I was recently reading the Epistle of a church for whom I do the bookkeeping. The Rector wrote about traumatic events:
“The true problem isn’t the pain of grappling with life, it is what comes if we don’t deal with our emotions at some point. There is a price to be paid if we take our emotional response to a traumatic event and hide from the pain, stuffing it down deep.”
Father Shawn Williams, St. Paul’s Episcopal Church, Glen Cove.
How utterly true this statement is. How are you dealing with the situations life slings at you? My favorite saying is that it’s not how we behave in a good situation, but a bad one. That the true test of our character comes with how we respond in a bad situation. And that bad situation may be someone who has mistreated us, or it may be one of life’s inexplicable disasters, or disease, or death of a loved one.

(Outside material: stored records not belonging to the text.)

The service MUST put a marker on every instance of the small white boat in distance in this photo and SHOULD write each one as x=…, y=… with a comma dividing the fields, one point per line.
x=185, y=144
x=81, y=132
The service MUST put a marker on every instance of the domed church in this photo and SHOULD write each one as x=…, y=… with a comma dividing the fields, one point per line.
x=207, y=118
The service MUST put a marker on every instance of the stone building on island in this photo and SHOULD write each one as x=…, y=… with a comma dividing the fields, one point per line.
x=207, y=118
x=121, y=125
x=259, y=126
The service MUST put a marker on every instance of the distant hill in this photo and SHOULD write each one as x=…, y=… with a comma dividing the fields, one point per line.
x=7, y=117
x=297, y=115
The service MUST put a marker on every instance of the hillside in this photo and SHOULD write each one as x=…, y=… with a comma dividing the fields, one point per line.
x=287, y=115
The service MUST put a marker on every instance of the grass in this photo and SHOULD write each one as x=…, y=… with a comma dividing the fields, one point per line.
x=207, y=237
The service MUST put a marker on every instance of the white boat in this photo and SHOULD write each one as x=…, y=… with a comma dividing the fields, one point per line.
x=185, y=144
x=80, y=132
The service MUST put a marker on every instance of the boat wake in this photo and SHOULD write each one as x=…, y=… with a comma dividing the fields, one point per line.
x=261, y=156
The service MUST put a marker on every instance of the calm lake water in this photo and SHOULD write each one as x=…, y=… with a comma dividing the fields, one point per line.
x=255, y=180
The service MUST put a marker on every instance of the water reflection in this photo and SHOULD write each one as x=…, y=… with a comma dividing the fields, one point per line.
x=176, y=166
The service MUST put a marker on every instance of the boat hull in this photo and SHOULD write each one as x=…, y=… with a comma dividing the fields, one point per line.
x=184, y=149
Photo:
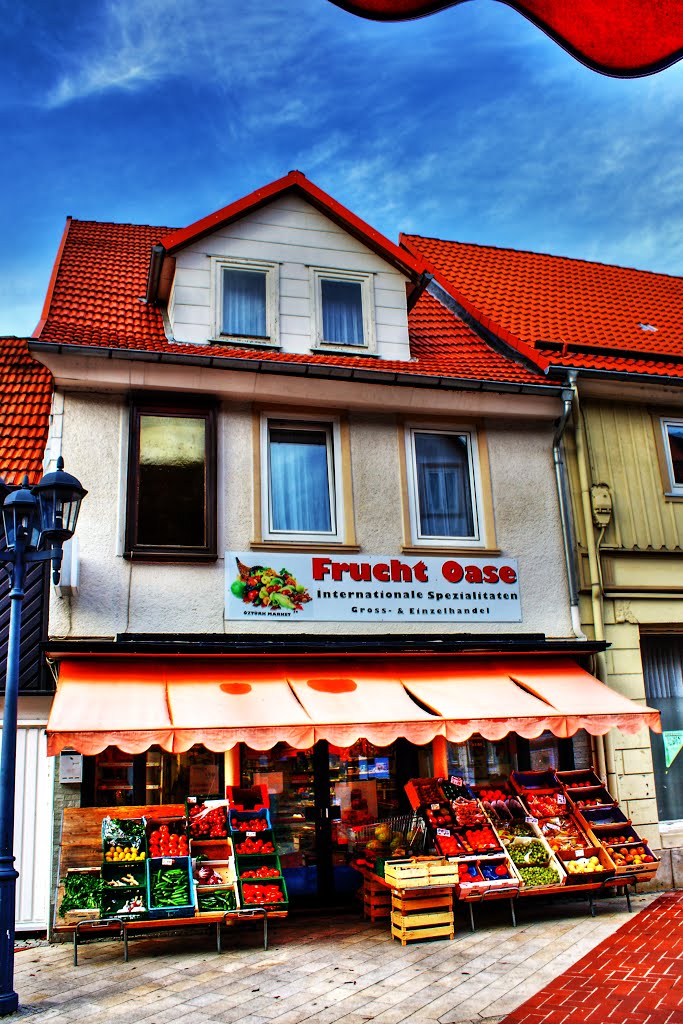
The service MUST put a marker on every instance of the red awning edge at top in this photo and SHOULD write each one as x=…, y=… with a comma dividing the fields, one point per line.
x=133, y=702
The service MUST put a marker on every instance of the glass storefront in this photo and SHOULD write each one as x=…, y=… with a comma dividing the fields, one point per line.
x=118, y=779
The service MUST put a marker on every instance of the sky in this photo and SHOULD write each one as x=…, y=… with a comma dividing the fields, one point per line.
x=469, y=124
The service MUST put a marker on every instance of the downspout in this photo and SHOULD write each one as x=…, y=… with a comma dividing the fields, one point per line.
x=565, y=510
x=603, y=744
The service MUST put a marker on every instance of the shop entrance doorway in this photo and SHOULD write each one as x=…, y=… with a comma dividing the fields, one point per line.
x=319, y=798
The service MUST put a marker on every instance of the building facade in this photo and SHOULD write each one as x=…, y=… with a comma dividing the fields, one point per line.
x=325, y=546
x=613, y=335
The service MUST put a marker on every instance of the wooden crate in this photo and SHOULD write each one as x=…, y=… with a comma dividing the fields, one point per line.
x=416, y=927
x=377, y=907
x=426, y=899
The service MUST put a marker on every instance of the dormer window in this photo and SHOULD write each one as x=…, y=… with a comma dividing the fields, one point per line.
x=344, y=310
x=246, y=301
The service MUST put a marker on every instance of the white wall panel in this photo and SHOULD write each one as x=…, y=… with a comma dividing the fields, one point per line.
x=33, y=827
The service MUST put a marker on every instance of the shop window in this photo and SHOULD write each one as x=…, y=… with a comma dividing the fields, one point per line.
x=478, y=760
x=444, y=486
x=304, y=479
x=171, y=483
x=663, y=669
x=343, y=309
x=115, y=778
x=673, y=439
x=246, y=301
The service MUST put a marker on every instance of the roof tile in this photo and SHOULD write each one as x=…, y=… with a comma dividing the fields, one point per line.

I can truly state that I have back-slid on this issue. Back slid not in how I feel I should respond, but how I have been responding. And I’ve been contemplating this a lot lately, because I don’t like the “me” that has been created, because by stuffing those feelings of mine down deep in regard to larger items in my life, I am responding poorly to the everyday things in my life. I feel like a fraud many days. I talk about health and well being, but I am not practicing that everyday, but only when it suits me. I am not pursuing Jesus with all of me, but only parts of me that cry out for him in those moments when the shame of how I am dealing with things overwhelms me. Jesus is not a Genie in a bottle to be taken out when I need Him, but He is meant to be my daily pursuit. The endeavor that creates the true character is that pursuit, that mindfulness of who I am in light of who He is.